For etcdmirror, I'd propose that we manually stop and start the service on conf2005, bracketing the etcd restart. If the timings today are representative, this should not result in a longer time window without replication (and thus risk of the last-replicated index falling off the 1000-event window) than temporarily switching to a peer host would. We will need to silence EtcdReplicationDown during the switch.

For PyBals located in codfw, I'm on the fence. If we consider (clean) PyBal restarts to be trivially safe, then it may actually reduce cognitive burden during the migration to migrate them away from conf2004 and back again (i.e., rather than having to run whack-a-mole restarts in response to edge cases around watch index recovery).

For PyBals located in codfw, I'm on the fence. If we consider (clean) PyBal restarts to be trivially safe, then it may actually reduce cognitive burden during the migration to migrate them away from conf2004 and back again (i.e., rather than having to run whack-a-mole restarts in response to edge cases around watch index recovery).

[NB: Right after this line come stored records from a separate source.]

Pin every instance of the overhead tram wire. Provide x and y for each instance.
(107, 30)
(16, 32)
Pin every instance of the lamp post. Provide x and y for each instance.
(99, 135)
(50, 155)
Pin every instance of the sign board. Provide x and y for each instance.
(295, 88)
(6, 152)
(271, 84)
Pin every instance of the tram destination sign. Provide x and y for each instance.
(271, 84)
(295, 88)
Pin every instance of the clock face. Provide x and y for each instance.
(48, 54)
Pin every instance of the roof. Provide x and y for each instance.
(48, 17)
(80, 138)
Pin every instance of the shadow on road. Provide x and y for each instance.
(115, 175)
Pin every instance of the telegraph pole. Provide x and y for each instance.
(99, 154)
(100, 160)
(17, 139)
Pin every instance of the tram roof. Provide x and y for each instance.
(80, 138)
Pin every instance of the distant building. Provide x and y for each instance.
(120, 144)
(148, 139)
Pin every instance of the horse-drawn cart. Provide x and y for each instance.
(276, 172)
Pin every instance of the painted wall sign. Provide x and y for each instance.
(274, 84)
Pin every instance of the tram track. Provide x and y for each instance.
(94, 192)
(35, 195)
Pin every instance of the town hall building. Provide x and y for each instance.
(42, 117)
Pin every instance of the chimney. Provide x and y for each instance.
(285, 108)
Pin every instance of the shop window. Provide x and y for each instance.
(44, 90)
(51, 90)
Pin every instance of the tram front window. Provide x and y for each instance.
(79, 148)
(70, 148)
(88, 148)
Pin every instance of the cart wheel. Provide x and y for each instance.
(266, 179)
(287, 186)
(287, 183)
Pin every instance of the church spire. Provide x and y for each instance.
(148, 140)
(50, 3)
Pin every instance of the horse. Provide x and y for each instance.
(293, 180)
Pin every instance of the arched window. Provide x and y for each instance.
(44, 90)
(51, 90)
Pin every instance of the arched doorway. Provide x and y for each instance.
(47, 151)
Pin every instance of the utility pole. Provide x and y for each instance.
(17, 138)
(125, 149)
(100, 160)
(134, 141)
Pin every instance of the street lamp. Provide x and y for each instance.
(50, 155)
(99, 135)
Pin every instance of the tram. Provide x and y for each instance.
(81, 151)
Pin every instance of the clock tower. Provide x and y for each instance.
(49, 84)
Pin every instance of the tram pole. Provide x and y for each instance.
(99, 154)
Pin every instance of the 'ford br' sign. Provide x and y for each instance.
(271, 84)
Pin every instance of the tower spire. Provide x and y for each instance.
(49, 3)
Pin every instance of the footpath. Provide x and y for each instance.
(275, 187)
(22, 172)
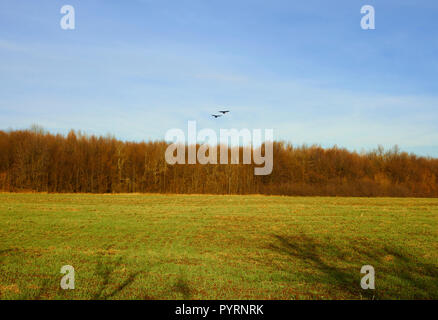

Sounds good, restarting PyBal one by one is perfectly fine to do and avoids help any surprises for later restarts as well.

Change #1203556 had a related patch set uploaded (by Scott French; author: Scott French):

[operations/puppet@production] hiera: temporarily point codfw LVS at conf2006

https://gerrit.wikimedia.org/r/1203556

Change #1203557 had a related patch set uploaded (by Scott French; author: Scott French):

[operations/puppet@production] hiera: switch codfw etcd-main cluster to cfssl/pki

https://gerrit.wikimedia.org/r/1203557

Thanks to @ssingh and @MoritzMuehlenhoff for the reviews.

Alas, the work described in T352245#11360536 could not happen today due to last-minute conflicts.

I also realized there are two aspects of the plan I had in mind that I need to double check, specifically around:

  1. how I was planning to handle etcd-mirror during the switch on conf2005 (i.e., coordination of manual etcd-mirror stop / start while also needing to run puppet-agent); and
  2. whether a preemptive leader move (i.e., to decouple from restarts) will be possible at all given the tricks we play with advertised client URLs.

I'll following up on these today.

Following up on the items mentioned in T352245#11367783:

  1. how I was planning to handle etcd-mirror during the switch on conf2005 (i.e., coordination of manual etcd-mirror stop / start while also needing to run puppet-agent); and

To recap, we don't want an ill-timed update to be replicated by etcd-mirror just as the the node-local etcd member is shutting down, since it risks a "torn" update (i.e., the observed update is applied to the local cluster, but the subsequent replication-index update fails; see Etcd2Writer.write) which is hard to recover from without a destructive reload.

Instead, when migrating conf2005, I was planning to manually stop etcd-mirror, run puppet agent to apply the certificate change to etcd, and then start etcd-mirror again.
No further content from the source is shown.